The Tories must bear the greatest responsibility for a number of reasons. The main one is they have been on office through the worst of the roll-out and they have given political cover all the time.
I do not doubt they have used the “nudge unit” to promote green nonesence but all in secrecy from the public and voters.
Of course it was Labour who brought in the origional act but there was no Tory objection then or since.
In office we all remember the grinning Tories, led by Cameron, who gleefully watched as decades wotth of power station investment was reduced to rubble. Not so in the EU which they all admire so much and generally want to ape – the Germans kept their coal and lignite stations mothballed and they are back in production.
The public has been systematically lied to about so-called climate change and the green agenda for several decades.

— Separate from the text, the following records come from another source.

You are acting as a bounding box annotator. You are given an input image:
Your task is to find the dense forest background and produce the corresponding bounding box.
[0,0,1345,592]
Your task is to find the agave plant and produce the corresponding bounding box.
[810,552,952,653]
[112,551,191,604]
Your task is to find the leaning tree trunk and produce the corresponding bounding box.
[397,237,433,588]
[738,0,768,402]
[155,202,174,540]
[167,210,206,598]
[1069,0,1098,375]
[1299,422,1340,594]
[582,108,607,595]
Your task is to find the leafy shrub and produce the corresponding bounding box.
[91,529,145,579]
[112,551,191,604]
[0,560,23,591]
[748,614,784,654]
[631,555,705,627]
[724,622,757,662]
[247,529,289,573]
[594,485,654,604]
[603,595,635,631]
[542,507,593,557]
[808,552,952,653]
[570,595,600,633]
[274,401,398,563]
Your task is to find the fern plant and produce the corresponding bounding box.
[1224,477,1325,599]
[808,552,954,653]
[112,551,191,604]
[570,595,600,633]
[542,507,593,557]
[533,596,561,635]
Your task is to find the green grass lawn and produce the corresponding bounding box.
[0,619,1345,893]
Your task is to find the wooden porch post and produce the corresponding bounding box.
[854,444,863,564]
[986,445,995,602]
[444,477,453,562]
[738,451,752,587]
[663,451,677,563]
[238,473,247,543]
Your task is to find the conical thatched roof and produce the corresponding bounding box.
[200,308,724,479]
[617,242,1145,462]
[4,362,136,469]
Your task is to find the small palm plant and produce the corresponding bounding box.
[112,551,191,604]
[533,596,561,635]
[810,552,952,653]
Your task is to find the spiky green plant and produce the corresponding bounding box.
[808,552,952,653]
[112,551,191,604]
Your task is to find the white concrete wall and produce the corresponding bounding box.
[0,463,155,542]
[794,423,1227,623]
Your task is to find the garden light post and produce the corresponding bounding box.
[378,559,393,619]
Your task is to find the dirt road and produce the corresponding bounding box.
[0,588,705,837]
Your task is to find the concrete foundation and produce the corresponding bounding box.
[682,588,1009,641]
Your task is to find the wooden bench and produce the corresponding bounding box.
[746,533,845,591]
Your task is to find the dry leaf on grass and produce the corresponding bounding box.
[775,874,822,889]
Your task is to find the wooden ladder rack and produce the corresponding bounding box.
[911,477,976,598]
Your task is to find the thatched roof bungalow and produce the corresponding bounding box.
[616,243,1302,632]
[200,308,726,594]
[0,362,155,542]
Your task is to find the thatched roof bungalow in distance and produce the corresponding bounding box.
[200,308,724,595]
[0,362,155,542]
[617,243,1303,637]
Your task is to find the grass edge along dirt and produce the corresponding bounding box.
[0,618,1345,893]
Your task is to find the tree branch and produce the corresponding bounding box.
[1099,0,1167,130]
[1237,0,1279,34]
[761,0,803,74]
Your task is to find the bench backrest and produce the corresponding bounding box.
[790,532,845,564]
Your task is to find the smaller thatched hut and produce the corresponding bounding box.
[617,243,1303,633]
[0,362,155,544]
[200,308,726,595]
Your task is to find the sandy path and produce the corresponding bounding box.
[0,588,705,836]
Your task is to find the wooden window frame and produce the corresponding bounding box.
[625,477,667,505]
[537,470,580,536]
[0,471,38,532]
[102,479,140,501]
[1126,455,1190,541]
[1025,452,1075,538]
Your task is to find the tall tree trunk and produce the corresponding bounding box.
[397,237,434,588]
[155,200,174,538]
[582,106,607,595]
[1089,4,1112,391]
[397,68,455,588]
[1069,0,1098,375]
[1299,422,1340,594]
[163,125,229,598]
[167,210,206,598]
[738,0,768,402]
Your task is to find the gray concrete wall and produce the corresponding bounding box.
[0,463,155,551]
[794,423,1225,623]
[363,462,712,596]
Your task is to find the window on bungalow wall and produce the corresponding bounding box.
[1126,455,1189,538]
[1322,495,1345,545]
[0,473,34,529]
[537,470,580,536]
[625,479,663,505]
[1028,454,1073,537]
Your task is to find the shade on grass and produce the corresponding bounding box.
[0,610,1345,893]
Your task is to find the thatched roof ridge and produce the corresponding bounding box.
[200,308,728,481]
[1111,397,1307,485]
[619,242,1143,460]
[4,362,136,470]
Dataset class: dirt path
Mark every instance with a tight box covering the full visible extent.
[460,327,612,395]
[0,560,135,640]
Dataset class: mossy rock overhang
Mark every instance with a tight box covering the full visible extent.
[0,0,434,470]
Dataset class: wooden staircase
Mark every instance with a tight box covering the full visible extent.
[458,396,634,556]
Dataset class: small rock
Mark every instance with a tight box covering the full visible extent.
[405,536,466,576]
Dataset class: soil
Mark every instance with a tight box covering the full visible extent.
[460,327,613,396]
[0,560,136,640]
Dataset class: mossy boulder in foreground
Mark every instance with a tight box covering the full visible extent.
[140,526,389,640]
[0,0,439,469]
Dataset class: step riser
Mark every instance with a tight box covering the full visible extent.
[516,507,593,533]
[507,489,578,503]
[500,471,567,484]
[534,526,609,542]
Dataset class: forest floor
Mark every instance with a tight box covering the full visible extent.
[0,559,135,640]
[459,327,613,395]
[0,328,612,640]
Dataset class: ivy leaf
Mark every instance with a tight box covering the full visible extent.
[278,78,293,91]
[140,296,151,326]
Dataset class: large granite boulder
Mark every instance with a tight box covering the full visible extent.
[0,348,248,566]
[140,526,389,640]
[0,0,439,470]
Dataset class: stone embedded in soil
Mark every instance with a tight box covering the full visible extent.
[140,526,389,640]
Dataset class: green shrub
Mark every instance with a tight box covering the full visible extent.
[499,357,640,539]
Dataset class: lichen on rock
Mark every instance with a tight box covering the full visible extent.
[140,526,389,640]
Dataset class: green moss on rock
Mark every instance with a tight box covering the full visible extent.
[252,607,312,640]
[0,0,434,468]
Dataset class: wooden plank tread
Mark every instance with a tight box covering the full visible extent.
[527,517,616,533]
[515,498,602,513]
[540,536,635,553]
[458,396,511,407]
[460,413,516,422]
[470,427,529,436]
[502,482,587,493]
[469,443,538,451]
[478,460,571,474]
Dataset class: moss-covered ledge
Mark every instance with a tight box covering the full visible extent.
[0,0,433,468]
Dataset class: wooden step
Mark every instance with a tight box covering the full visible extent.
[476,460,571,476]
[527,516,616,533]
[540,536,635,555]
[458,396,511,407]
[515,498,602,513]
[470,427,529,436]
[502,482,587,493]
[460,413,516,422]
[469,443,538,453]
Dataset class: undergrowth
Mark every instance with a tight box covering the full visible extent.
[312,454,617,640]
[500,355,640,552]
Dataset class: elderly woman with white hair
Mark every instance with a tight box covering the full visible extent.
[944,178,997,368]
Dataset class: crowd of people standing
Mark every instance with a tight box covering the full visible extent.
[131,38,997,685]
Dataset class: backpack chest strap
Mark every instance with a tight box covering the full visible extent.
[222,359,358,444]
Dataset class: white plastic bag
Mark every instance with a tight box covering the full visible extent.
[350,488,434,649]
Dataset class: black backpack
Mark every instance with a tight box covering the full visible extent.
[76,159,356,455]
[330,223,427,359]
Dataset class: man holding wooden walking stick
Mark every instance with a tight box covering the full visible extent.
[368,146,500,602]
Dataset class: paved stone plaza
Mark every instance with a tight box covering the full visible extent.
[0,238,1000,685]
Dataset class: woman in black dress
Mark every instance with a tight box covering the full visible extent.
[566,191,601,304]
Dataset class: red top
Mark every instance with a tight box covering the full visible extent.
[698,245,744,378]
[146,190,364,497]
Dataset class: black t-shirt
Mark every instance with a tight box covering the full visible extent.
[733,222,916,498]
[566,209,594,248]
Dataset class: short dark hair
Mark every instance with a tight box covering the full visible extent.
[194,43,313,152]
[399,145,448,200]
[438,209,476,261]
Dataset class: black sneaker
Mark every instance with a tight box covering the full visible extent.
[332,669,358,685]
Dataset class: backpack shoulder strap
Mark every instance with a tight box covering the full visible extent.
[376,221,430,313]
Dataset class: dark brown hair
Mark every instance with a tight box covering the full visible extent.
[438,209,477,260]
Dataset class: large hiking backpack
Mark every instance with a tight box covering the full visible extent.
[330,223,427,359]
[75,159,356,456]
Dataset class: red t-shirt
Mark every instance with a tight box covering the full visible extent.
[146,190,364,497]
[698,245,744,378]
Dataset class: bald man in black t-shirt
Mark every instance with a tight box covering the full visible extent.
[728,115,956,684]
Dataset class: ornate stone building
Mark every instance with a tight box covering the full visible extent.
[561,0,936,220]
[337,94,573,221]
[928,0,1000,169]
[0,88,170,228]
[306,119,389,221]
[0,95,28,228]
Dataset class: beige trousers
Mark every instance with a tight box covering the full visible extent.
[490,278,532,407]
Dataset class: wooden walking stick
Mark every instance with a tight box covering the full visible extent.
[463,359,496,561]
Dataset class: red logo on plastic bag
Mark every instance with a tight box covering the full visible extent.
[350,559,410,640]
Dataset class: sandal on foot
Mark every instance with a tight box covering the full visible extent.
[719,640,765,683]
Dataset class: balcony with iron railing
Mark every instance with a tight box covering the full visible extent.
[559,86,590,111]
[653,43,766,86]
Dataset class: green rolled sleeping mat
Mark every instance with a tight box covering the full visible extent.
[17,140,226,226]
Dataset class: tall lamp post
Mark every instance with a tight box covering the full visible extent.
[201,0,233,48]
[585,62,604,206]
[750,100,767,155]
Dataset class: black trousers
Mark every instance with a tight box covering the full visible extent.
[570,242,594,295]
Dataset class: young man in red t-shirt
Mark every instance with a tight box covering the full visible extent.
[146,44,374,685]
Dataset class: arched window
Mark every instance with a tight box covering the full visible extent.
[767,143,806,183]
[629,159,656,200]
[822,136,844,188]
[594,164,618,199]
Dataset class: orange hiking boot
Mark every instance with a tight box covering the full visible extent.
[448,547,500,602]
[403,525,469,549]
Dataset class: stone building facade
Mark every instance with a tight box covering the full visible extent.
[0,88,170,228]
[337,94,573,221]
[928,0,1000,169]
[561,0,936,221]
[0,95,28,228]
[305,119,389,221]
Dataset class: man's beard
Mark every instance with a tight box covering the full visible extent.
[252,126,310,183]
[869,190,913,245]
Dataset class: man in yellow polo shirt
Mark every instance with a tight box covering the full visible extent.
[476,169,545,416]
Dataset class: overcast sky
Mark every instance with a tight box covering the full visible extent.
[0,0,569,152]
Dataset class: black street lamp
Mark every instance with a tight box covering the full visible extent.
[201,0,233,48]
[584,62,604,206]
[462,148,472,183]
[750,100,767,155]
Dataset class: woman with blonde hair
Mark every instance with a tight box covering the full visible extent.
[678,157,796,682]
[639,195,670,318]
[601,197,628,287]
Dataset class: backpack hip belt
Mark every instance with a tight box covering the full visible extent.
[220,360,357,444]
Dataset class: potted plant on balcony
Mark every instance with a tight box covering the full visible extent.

It’s going to take a massive effort to turn public opinion around.
Getting information about the Green Blob into the wider public consciousness won’t be easy with all the MSM pushing the green agenda and I doubt if it will make a great deal of difference to the way they’ll vote.
It will eventually be the unaffordability, inconvenience and the environmental blight of “green” infrastructure which will eventually do it. People can’t afford EVs, heat pumps or the extortionate energy bills so-called renewable energy will lead to. Once their heels dig in, they will be difficult to shift
When you consider the level of intelligence, corruptability and lack of any kind of ability which is displayed by MPs (latest evidence, William Wragg, and two other unnamed MPs) it’s hardly surprising that the country is going to hell in a handcart.
We have to stop voting for the Uni-Party and its moronic candidates.
It’s all about emotive language and appeals to altruism, and utterly facile statements you hear from the TV non-personalities greenwashing their audience with “Climate is real” or “Climate is happening”, about as meaningful as stating water or grass are real. No-one doubts its real, our issue is in the why or how.
An oft repeated trope is about “saving the planet”. Clearly, no-one wants to destroy the planet, that would be just absurd, but I do seriously question any of the measures these nutjobs are pushing will do anything to save the planet, but a tremendous amount to swell the coffers of billionaires, shills and grifters.
In an ideal world we would have no pollution, of land, sea, water or air, most reasonable people would agree, at least in principle. Measures to reduce pollution and to reduce our impact on the environment are laudable and to be encouraged.
James Delingpole (a top sceptic on most matters) came up with the best name for the Green movement – Watermelons – Green on the outside, red on the inside, the book of the same name is well worth a read.
Watermelons is nigh on impossible to get hold of unless you want to pay silly prices.
I enjoyed reading this and it gives me hope that there a frisson of light emerging in the dark, bleak climate tunnel of lies.
You haven’t explained quite why it is in the billionaires’ interests to fund all this stuff.
Revealing article. This huge funding going to climate organisations is increasingly at the expenses of other environmental issues. I chair the UK Noise Association. On energy issues we back nuclear and are very critical of wind farms. Climate activists seem to expect us to be the noise arm of the climate movement.It is, in their view, OK to oppose noise from the likes of cars and planes but we are expected to stay silent about wind turbine noise. The fact we are not prepared to play that game means that climate funders won’t touch us with a barge pole. And climate funding is the only game in town.